—Señor: la vida está en tu mano. Te doy mi ciudad. En el reino del Terrible Señor yo no soy más que un infeliz diablo. Pero ¿te crees bastante fuerte para protegernos a nosotros y a los otros que os honran como dioses?
Los mejicanos, entretanto, esperaban con semblante pétreo y dominador a que los indios sujetaran y amarrasen a los españoles. Mas en vez de eso, el cacique levantó el brazo y su vara con contera de oro trazó un círculo en el aire. Los soldados rodearon a los recaudadores de contribuciones.
La multitud murmuraba. Bastaba un signo para que el milagro se realizara. "Los lobos son fuertes; los espíritus nos protegen." Eso pensaban todos. Todos esos indios eran padres o madres; todos tenían hermanos.
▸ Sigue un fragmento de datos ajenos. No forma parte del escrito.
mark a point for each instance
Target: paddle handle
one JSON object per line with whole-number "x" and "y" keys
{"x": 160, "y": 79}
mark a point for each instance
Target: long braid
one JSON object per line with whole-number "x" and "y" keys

Era una familia de cincuenta blancas ovejitas.
—A los dioses, a los dioses…
La multitud se vio inundada de apasionamiento. Se llevaron arrastrando a los mejicanos, que, intensamente pálidos, trataban de defenderse. Los arrastraban al sacrificio, a arrancarles el corazón sangriento para ofrecerlo caliente y palpitante en el altar de la diosa. La cortina de hierro que formaban las lanzas de los españoles se abatió.
—Diles, Marina, que aquí no se admiten juicios fallados por el pueblo. Que los sujeten con ligaduras y mañana se verificará al juicio. Así lo mandan las leyes de nuestro país. Por la noche, nosotros guardaremos a los presos.
La multitud retrocedió. Algunos quisieron abalanzarse contra los mejicanos. En su imaginación se habían ya prometido un magnífico sacrificio caliente y sangriento… Ahora se les mandaba esperar hasta que un tribunal de rostros pálidos diese la sentencia. Cortés levantó su copa. Quien se atreviera a interrumpir de nuevo el festín debería responder de ello. Marina se sentó a su lado. Era ya por todas partes su intérprete, la confidente del general, su mujer de confianza. La gente de Cempoal la llamaba ya por su nombre: Malintzin, que significa la pequeña Marina…, y a Cortés, cuyo nombre no podía ser pronunciado por los indios, le llamaban entre ellos
el amo de Marina
: Malinche. Así que, por eso, Cortés fue conocido en toda la Nueva España por el nombre de Malinche.
—Marina, tú nos debes abandonar ahora. Los españoles vigilan y guardan a los presos en la cámara del templo. Ve allí como si fueras una mujer de esta ciudad. Entre como si quisieras dar de comer a los presos. Les presentas manjares y hablas con ellos. Cuéntales que nosotros, los españoles, no sabíamos lo que entre estas gentes se tramaba. Que yo quería salvarlos de una muerte cierta. Que a medianoche les abrirán el calabozo. Que se fíen de mi gente, que los sacarán de aquí disfrazados. Por agradecimiento les pido solamente una cosa: que cuenten a su señor, el Terrible Señor, a quién deben su salvación y su libertad. ¿Me has comprendido? Marina titubeó unos momentos. Después afirmó:
—Tú eres mi amo y mandas. Tú no quieres que se lleve a esos hombres a la piedra de los sacrificios.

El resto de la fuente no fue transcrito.